Song Of The Day 6/3/2013: Jody Miller - "Queen Of The House"

Answer Songs Week: The final entry in this week's onslaught of Hot Rhetorical Action comes from Jody Miller, whose talent as a country singer in the '60s and '70s is frustratingly underrated and overlooked these days. She started out with a strong folk influence, but got her first break with this straight 1965 answer song to "King Of the Road" by Roger Miller (no relation). "Queen Of the House" cracked the country music Top 10 and peaked at #12 on the Billboard Hot 100.

And best of all, they made a gloriously sexist Scopitone film out of it.

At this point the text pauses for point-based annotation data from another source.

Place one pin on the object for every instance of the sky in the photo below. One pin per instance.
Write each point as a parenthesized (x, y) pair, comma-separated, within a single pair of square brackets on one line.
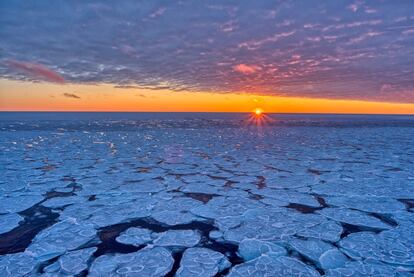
[(283, 56)]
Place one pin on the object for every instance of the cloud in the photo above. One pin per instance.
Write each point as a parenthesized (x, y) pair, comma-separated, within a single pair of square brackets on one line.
[(36, 70), (71, 95), (246, 69), (226, 47)]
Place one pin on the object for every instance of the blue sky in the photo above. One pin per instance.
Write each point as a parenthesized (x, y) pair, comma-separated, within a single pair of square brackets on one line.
[(360, 50)]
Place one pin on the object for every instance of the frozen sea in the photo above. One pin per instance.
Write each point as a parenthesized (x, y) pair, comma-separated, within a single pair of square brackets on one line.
[(193, 194)]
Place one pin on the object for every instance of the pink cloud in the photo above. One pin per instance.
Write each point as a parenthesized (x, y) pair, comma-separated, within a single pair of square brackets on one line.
[(36, 70), (246, 69)]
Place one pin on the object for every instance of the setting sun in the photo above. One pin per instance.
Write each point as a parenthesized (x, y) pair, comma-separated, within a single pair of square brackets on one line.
[(258, 111)]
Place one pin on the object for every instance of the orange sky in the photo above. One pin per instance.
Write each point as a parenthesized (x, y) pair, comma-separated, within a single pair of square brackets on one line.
[(27, 96)]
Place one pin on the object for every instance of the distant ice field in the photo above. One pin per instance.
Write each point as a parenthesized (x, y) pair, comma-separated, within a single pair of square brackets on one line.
[(197, 194)]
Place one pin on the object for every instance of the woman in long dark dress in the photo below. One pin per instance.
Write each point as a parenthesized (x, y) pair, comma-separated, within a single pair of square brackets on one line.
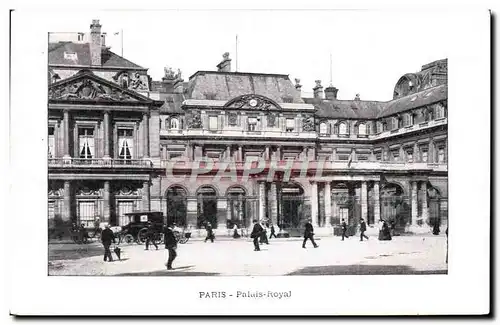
[(386, 232)]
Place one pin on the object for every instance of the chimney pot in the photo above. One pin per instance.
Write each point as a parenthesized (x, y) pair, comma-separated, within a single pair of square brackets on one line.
[(318, 90), (225, 65), (95, 43), (331, 92)]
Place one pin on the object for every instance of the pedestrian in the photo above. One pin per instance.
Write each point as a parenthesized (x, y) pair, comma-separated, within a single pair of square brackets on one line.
[(273, 233), (344, 230), (236, 235), (84, 235), (446, 245), (263, 237), (255, 234), (381, 229), (210, 232), (362, 228), (386, 231), (309, 234), (170, 245), (107, 237), (150, 236), (435, 228)]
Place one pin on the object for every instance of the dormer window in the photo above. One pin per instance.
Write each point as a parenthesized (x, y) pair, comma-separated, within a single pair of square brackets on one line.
[(174, 123), (323, 128), (342, 127), (362, 129)]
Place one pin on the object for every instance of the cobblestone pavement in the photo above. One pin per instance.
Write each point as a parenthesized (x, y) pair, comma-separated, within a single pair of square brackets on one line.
[(402, 255)]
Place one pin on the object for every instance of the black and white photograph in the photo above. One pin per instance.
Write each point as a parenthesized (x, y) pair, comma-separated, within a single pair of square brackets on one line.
[(196, 146)]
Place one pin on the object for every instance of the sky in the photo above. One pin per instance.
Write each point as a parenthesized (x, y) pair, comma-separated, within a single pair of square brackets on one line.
[(369, 50)]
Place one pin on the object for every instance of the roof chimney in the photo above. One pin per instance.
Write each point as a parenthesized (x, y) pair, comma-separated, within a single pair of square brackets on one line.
[(95, 42), (298, 86), (225, 65), (318, 90), (331, 92)]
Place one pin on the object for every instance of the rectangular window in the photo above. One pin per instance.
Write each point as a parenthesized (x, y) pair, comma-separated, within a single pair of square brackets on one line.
[(343, 156), (86, 142), (51, 143), (362, 157), (124, 207), (86, 213), (409, 155), (252, 124), (213, 123), (441, 155), (125, 144), (290, 124), (395, 155), (424, 155)]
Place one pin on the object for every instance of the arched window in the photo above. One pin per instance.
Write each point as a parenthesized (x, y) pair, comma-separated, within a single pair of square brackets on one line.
[(323, 128), (362, 129), (342, 129), (174, 123)]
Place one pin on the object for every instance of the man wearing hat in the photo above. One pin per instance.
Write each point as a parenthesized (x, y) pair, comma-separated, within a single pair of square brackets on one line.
[(107, 237)]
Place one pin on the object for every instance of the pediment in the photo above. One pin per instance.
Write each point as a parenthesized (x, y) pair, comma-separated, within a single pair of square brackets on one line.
[(88, 87), (252, 101)]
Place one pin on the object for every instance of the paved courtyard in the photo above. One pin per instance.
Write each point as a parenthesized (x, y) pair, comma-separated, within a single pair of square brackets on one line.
[(402, 255)]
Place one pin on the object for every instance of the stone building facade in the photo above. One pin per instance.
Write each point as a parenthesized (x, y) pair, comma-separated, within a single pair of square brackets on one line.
[(228, 147)]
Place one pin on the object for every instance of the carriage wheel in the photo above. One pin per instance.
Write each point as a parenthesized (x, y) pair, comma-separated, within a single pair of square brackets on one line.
[(128, 238), (141, 235)]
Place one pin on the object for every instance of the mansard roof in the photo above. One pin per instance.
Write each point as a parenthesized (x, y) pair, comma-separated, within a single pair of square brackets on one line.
[(82, 58), (426, 97), (85, 87), (216, 85)]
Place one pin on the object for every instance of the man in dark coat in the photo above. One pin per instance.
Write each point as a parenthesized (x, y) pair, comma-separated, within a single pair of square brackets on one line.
[(344, 230), (273, 233), (309, 234), (107, 237), (210, 232), (362, 229), (255, 234), (170, 245), (150, 236)]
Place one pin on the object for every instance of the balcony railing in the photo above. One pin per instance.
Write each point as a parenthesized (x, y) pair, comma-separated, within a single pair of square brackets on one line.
[(99, 162), (283, 165)]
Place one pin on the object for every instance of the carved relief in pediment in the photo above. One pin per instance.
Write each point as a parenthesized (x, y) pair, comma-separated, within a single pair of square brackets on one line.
[(88, 90), (252, 102)]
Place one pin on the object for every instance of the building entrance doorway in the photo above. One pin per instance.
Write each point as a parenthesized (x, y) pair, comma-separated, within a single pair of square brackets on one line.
[(177, 206), (291, 206), (207, 206)]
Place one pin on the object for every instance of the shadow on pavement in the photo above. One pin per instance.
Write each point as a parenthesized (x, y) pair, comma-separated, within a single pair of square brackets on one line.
[(360, 269)]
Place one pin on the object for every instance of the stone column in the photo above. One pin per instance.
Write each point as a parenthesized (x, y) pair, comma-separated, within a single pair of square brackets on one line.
[(364, 201), (328, 204), (414, 203), (274, 203), (66, 154), (376, 205), (425, 211), (145, 122), (262, 200), (106, 135), (66, 216), (145, 196), (314, 204), (106, 202)]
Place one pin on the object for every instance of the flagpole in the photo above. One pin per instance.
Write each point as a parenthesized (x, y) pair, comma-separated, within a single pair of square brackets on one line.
[(121, 32)]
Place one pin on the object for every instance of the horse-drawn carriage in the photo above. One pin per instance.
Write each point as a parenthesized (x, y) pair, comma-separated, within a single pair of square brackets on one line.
[(137, 229)]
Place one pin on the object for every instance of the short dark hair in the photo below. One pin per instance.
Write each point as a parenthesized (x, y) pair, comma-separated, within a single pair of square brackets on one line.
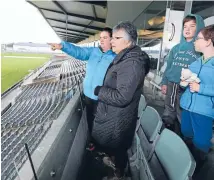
[(208, 33), (109, 30), (189, 18), (129, 28)]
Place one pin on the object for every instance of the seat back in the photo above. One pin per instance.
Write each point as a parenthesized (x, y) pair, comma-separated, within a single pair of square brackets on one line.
[(151, 123), (142, 105), (174, 156)]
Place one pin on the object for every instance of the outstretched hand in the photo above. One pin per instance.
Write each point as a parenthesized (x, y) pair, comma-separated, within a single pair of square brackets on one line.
[(194, 87)]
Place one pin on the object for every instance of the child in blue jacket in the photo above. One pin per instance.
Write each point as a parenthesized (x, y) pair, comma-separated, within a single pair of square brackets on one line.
[(198, 99), (98, 60)]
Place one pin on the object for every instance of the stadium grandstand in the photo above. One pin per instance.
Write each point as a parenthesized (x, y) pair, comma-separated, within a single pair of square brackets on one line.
[(44, 131)]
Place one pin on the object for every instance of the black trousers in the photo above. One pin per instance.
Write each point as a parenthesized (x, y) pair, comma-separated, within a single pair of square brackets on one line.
[(91, 107)]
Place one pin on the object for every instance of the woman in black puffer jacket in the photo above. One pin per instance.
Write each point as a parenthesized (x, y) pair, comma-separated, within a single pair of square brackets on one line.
[(118, 98)]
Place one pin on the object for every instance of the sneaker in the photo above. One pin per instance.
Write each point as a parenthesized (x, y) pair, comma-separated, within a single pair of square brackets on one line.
[(108, 162), (90, 147)]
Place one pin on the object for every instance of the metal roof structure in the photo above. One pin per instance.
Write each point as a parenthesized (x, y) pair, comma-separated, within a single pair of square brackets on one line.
[(73, 21)]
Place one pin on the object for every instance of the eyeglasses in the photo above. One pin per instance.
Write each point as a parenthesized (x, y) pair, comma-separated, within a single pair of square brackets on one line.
[(197, 38), (116, 38)]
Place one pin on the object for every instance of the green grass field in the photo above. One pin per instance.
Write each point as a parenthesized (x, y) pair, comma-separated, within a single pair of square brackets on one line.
[(15, 68)]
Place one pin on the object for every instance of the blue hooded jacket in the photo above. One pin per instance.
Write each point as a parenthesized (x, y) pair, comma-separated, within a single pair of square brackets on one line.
[(203, 101), (98, 63), (181, 55)]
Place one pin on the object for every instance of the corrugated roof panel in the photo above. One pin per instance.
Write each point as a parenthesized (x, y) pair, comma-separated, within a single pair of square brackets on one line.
[(46, 5), (97, 24), (62, 17), (63, 25), (101, 12)]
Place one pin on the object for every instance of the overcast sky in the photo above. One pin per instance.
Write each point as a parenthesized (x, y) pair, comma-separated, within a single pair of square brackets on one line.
[(22, 22)]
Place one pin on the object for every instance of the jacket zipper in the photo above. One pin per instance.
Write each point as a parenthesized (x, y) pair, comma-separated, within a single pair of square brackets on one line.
[(212, 102), (198, 76), (93, 74), (191, 92)]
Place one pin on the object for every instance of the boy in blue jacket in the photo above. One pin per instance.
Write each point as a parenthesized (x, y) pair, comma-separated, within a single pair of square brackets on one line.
[(180, 56), (99, 59), (198, 99)]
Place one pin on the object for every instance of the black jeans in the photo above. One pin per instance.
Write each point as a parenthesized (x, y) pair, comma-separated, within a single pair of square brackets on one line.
[(91, 107), (172, 110)]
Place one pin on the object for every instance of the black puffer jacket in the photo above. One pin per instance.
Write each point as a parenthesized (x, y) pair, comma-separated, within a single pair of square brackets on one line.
[(118, 99)]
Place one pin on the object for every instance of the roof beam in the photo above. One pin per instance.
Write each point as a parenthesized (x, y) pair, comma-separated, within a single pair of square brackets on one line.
[(94, 11), (76, 24), (62, 34), (74, 30), (59, 6), (76, 15), (97, 3), (69, 33)]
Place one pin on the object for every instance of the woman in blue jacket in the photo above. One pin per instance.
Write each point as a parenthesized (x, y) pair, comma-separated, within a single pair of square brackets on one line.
[(198, 99), (98, 60)]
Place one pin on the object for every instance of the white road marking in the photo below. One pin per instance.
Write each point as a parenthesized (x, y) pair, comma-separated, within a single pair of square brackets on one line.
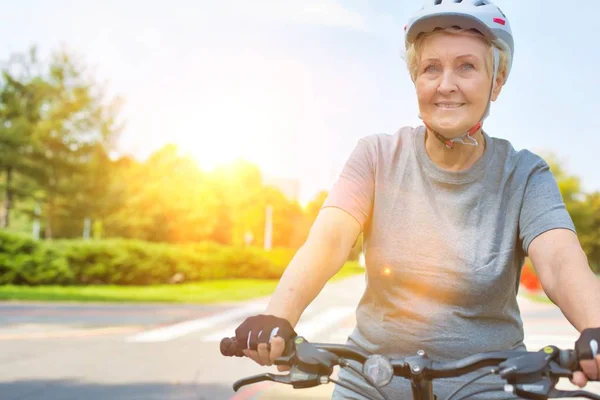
[(185, 328)]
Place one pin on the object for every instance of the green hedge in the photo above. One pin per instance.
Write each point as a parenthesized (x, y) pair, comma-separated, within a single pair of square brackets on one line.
[(24, 261)]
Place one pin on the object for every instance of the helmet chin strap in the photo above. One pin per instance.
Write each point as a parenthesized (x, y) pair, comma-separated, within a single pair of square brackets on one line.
[(468, 136)]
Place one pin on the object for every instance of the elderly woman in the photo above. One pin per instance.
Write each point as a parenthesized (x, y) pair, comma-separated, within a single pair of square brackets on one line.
[(448, 213)]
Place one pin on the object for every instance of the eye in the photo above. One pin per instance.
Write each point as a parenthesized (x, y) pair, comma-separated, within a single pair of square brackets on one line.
[(430, 68)]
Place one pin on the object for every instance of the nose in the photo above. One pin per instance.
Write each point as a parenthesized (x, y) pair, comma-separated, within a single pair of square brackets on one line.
[(447, 83)]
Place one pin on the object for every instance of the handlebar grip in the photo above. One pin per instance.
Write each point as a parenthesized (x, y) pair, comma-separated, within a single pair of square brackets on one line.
[(230, 348), (568, 359)]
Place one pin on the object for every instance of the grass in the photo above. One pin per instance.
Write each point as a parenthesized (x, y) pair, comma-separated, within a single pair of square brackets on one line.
[(207, 292)]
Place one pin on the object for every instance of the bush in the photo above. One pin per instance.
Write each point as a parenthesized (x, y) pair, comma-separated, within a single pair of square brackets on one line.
[(129, 262)]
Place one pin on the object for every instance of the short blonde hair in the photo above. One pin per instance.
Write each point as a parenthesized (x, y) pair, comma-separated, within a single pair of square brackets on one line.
[(413, 52)]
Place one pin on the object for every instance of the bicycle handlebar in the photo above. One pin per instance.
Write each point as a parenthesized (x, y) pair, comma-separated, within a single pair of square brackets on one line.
[(531, 375)]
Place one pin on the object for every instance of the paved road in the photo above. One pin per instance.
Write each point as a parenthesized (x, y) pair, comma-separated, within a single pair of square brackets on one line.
[(69, 351)]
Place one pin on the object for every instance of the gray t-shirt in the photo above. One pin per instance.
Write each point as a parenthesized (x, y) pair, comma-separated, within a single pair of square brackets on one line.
[(443, 249)]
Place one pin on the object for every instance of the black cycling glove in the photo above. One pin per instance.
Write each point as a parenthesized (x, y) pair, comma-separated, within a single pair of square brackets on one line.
[(260, 329), (587, 344)]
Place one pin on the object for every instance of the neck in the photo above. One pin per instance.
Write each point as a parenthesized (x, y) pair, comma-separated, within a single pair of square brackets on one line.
[(461, 157)]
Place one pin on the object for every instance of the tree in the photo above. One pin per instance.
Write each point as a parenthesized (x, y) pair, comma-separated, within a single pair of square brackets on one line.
[(20, 110), (76, 118)]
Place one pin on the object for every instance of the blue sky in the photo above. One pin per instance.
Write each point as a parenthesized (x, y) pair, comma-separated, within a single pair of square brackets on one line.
[(291, 85)]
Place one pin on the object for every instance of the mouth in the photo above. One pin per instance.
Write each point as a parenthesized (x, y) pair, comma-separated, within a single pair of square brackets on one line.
[(449, 105)]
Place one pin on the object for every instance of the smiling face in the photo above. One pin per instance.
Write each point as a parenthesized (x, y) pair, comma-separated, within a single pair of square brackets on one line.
[(453, 82)]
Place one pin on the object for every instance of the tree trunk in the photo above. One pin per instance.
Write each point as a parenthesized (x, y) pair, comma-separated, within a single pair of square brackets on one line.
[(48, 228), (7, 203)]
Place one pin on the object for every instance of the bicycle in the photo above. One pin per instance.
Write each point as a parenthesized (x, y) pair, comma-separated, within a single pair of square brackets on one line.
[(528, 374)]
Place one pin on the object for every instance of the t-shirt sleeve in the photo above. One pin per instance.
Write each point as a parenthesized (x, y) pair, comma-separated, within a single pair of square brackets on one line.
[(353, 192), (543, 208)]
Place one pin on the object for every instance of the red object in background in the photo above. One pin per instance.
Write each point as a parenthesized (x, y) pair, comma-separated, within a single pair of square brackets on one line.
[(529, 279)]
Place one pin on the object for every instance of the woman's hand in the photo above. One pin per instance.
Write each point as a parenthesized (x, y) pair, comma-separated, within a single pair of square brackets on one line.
[(589, 357), (262, 338)]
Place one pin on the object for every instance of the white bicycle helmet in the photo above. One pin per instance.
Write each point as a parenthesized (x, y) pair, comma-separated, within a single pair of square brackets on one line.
[(481, 15)]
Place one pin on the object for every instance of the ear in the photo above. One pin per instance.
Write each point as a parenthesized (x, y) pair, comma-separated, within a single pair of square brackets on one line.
[(499, 83)]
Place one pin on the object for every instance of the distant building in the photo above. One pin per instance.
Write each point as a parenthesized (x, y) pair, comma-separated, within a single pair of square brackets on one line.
[(289, 187)]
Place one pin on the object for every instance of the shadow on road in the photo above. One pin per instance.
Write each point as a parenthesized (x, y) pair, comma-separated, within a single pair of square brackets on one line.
[(67, 389)]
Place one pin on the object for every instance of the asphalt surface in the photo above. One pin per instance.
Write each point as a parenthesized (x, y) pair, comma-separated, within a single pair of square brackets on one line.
[(171, 352)]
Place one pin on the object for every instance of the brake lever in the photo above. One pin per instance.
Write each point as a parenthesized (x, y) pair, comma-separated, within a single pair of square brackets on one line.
[(555, 393), (258, 378), (297, 378)]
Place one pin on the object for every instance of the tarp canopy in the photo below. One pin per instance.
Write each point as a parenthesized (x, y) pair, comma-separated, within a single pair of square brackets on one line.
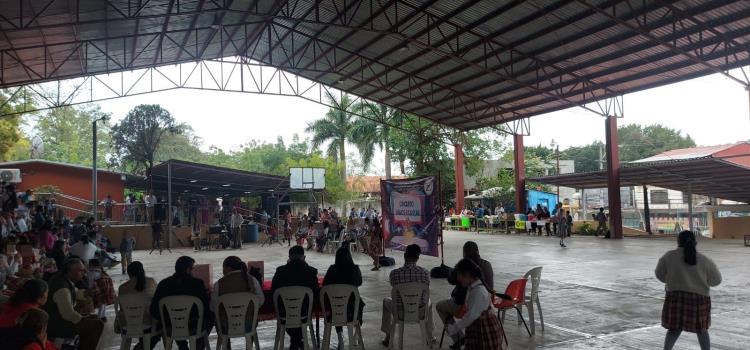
[(726, 178), (209, 180)]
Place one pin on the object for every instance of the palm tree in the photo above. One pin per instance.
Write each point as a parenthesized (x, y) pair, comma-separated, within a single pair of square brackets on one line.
[(336, 126), (374, 130)]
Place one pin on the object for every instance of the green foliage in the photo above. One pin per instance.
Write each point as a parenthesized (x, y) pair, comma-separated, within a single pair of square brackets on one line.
[(586, 157), (335, 184), (10, 132), (638, 142), (336, 128), (136, 138), (67, 135)]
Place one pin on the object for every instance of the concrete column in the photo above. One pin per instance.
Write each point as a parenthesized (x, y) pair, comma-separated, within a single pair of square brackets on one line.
[(646, 210), (519, 171), (613, 177), (459, 170)]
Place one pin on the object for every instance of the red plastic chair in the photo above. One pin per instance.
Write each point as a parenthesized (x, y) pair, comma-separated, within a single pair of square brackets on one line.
[(513, 299)]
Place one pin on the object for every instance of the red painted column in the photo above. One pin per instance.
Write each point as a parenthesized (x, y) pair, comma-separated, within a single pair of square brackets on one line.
[(519, 172), (459, 169), (613, 178)]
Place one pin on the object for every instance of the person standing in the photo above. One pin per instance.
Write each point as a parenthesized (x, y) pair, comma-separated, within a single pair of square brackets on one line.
[(235, 221), (601, 220), (127, 245), (375, 247), (561, 223), (688, 276)]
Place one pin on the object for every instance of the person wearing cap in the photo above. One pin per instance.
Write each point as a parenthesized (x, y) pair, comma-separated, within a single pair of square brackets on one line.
[(296, 272), (409, 273)]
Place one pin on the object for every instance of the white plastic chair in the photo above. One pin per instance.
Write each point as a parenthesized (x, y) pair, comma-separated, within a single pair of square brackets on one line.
[(178, 309), (239, 308), (129, 310), (339, 296), (411, 312), (534, 275), (293, 299)]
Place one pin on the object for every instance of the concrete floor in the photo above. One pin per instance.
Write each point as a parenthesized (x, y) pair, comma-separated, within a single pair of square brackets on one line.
[(595, 294)]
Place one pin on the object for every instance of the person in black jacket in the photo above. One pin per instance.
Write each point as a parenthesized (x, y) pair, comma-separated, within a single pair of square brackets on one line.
[(183, 283), (344, 271), (296, 272)]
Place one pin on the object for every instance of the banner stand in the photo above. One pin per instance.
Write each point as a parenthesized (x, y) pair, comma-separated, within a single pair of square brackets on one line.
[(443, 270)]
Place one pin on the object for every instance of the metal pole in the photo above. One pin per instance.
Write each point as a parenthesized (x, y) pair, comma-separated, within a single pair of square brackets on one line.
[(169, 203), (93, 172), (690, 207), (557, 155)]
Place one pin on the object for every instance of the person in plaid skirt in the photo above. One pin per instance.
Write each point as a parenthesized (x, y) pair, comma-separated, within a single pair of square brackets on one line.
[(688, 276), (483, 329)]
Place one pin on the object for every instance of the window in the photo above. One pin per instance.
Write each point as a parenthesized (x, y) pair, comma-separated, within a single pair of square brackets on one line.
[(659, 197)]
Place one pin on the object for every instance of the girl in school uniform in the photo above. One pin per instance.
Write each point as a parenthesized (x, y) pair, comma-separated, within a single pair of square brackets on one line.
[(482, 328)]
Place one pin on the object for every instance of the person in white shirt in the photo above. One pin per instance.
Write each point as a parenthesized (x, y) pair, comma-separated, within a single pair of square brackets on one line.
[(483, 329), (688, 276), (84, 249), (235, 221), (236, 280)]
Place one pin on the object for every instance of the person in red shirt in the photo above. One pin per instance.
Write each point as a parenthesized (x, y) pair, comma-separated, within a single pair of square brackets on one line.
[(32, 294)]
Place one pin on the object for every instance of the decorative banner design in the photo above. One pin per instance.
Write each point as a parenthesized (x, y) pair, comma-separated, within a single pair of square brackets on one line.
[(410, 213)]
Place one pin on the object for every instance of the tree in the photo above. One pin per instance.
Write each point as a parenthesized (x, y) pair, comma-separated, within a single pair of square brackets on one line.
[(373, 131), (586, 158), (182, 145), (335, 127), (136, 138), (638, 142), (10, 132), (67, 134)]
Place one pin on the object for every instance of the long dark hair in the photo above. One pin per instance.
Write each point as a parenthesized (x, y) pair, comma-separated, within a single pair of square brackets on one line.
[(471, 252), (686, 240), (29, 292), (344, 257), (469, 267), (236, 264), (135, 270)]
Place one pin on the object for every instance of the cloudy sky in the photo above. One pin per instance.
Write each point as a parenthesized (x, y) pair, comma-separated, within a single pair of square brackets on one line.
[(713, 110)]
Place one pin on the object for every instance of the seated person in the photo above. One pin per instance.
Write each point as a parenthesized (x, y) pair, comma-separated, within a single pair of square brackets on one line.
[(182, 282), (344, 271), (83, 249), (236, 279), (138, 283), (448, 308), (101, 288), (33, 294), (483, 328), (29, 333), (409, 273), (296, 272), (65, 321)]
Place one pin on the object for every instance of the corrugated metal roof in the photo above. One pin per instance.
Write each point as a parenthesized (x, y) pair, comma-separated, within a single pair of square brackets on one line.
[(466, 64)]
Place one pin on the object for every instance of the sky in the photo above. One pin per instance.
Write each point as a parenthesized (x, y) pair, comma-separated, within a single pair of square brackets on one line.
[(712, 110)]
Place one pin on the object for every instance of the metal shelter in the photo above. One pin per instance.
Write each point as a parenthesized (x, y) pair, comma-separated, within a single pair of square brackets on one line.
[(464, 64)]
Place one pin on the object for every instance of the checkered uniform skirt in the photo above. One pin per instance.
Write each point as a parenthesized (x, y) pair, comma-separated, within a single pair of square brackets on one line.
[(485, 333), (686, 311)]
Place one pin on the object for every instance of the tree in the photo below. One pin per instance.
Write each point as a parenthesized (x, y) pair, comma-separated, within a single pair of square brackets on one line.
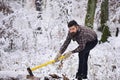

The Scopitone was sort of a music film jukebox that populated bars and lounges in the '60s, so the 16mm clips they showed were a precursor to music videos. You didn't find a lot of top-tier music superstars making Scopitone films, and since the machines originated in France a large proportion of those who did were French. Scopitone films with country singers were rarer still.

No matter what genre, anybody would have had a hard time topping this gleefully offensive Roger Sterling fever dream, a celebration of subjective women dancing enthusiastically with household appliances in skimpy lingerie while preserving their skills at voguing on the bed. It's like Solid Gold meets Stepford Wives on Serax. It would be another three years before Virginia Slims set our gals free.